Wage negotiations are continuing for major companies that mainly rely on domestic demand as well as for small and medium-size enterprises. If executives of these firms can foresee better business prospects, they should respond positively to labor unions’ requests. Increased wages will lead to increased consumption, thus helping to pull the Japanese economy out of two decades of deflation and putting it on a path of recovery.

According to the Japanese Trade Union Confederation (Rengo), Japan’s largest labor organization, the average annual wage for workers in Japan has been decreasing since it peaked in 1997. Statistics from the National Tax Agency shows that it fell by about ¥450,000 from 2001 to ¥4.09 million in 2011. This suggests that the decline in wage levels is responsible for the long period of deflation.

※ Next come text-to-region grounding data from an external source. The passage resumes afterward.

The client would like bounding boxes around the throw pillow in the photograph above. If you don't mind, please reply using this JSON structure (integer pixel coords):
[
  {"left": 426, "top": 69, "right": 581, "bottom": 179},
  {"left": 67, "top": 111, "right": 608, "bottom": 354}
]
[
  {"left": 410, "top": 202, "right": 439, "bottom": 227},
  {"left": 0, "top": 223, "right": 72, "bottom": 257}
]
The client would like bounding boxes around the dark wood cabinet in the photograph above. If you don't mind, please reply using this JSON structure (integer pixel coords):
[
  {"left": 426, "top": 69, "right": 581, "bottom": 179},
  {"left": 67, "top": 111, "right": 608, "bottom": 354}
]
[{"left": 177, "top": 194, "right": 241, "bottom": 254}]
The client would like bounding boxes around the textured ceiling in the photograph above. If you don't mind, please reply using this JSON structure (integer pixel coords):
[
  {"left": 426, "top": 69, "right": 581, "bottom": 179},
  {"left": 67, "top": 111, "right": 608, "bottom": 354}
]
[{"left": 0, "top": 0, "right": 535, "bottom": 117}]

Although the Abe administration and the Bank of Japan are trying to raise the price index by 2 percent through monetary policy, they should realize that raising price levels without increasing wages will further weaken the economy. Government, business and labor leaders should make all the more efforts to increase workers’ disposable income. They should pay attention to a recent report that some 5,000 major companies have internal reserves amounting to ¥267 trillion. Some of this money should be used to increase workers’ salaries.

But wage increases at major companies alone will not be enough to achieve a full-fledged economic recovery. Until conditions are improved for the millions of people employed at smaller firms and for the irregular workers who account for more than one-third of Japan’s labor force, they will not be willing to loosen their purse strings and help fuel an economic recovery.

Labor leaders should strive to organize such workers into labor unions, especially in the service industry where the percentage of irregular workers is very high, and make efforts to help increase their salaries. They also should pay attention to the fact that some workers, including permanent ones, are forced to work extremely long hours, sometimes leading to illness or suicide. Only when decent wages are coupled with reasonable working conditions will Japan’s economy improve and social conditions stabilize.